I am greatly looking forward to our big move, but I will miss these things. And someday when I visit family and friends, my love and I will sneak into the DIA Royal Tenenbaum styles and sleep in an air vent in Kresge Court and we will be happy little bees. Look for my memoirs.

Day Twenty Four

Mi

What does it mean then you dread going home the last hour of your nine and a half hour drive to get there? I love being with my love, I love my stupid cats, I love what we do together in our home but I hate the neighbors and neighborhood. I hate the winters. I hate how crappy the roads are and how all summer we will deal with constructions just to drive for two – four weeks without orange cones before the snow starts again. I hate how long the winters are and how depressed I get during the endless grey winter days. I hate that I use the word hate so much to describe my home – but when something makes me feel so miserable, there is no other word. I’m not a “don’t like” person – I hate it. Within twenty minutes of being home I was in a dark and miserable state of mind when only three hours ago I remember being in a fantastically happy and blissful mood thinking of what a great trip we had and what a crazy good weekend of firsts it was.

I think it means that I am truly ready to move on. Change of location has to occur in order to make any real progress in creative work endeavors, in living a happier and more fulfilled existence. Basically I feel like I have to move to complete my journey of moving onto a better version of myself. I know that can be a dangerous line of thought – “if I ______ I will be happier”. We all do this. We fill in the blank with lose weight, move, get married, get divorced, change jobs, change my hair. We all trick ourselves into believing that one simple thing will be a cure all for our issues. I do this all the time. But today for the first time I really, wholly and to my bones felt that Michigan has no hold for me anymore.
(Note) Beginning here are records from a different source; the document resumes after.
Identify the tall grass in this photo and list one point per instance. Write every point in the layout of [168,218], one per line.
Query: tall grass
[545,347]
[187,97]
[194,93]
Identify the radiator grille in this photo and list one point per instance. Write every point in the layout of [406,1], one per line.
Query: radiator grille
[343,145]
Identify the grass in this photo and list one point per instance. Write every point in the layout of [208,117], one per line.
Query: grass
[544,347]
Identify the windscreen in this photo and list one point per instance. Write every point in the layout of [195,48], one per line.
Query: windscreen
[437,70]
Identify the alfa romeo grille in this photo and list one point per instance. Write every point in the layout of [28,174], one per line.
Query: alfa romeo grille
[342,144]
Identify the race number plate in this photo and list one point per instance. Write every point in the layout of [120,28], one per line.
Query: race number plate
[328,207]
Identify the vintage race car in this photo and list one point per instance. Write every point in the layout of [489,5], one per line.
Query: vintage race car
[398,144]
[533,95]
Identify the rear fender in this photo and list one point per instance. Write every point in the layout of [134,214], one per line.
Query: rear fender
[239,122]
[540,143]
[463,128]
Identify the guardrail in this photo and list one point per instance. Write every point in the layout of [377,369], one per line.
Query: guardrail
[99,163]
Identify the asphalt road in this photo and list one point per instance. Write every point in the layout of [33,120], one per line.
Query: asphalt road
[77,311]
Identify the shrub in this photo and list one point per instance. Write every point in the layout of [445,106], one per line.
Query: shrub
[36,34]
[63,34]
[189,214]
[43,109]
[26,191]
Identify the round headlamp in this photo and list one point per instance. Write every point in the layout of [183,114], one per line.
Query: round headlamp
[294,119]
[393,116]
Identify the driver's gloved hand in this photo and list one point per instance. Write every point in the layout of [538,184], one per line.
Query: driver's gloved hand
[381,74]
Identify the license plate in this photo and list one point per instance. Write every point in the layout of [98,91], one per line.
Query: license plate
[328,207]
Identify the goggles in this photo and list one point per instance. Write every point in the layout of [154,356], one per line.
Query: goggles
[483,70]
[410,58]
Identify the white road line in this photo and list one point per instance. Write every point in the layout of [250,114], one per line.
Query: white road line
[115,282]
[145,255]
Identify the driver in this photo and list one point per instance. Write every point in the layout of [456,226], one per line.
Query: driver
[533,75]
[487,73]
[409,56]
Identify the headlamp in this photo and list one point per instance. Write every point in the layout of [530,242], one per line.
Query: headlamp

I love my friends and family. I will miss them. However, I don’t mind calling, texting, skyping, flying or driving to see them. I do mind being so unhappy thinking about going home. About not having a f$&!ing month in the next twelve of decent driving on decent roads to look forward to. While I do believe that it can be dangerous when we put all of our hope into one change changing everything – I also strongly believe that sometimes we cannot complete the progress we set out to make without a drastic change. It has to happen soon.

On to happier subjects, we did have a great weekend, we did score a ton of sweet Jack White, Whirlwind Heat and Third Man Records swag. We did have very good drives both ways, no issues. We had literally the most perfect weather we could have asked for – sunny, low to no humidity and mid-70s. My skin actually cooperated and is beginning to look better after only a couple of days of finally turning to slathering it with Vaseline – so I didn’t feel like a leper the whole trip. We had a great time hitting up Two Bits for some arcade action, tasty local brews and cajun tots and house made thin-cut waffle chips. We hit up Taco Mamacitas for some delicious vegan avocado and plantain tacos and cheap Mexican beers. We even met an adorable little dachshund named Heintz – that stole my heart I might add – at the Filling Station when we were getting a growler of yummy Stiegl Radler (an Austrian beer brewed with grapefruit soda – omg it’s delicious).

All in all a fantastic weekend trip.

One I would highly recommend.

One I plan to continue to recreate in some way or another for the rest of my life.

I don’t want to hate going home – so we will move soon.

I love to travel – so we will.

I love spending time with my love – so I will.

I’m tired and want to go to bed now – so goodnight.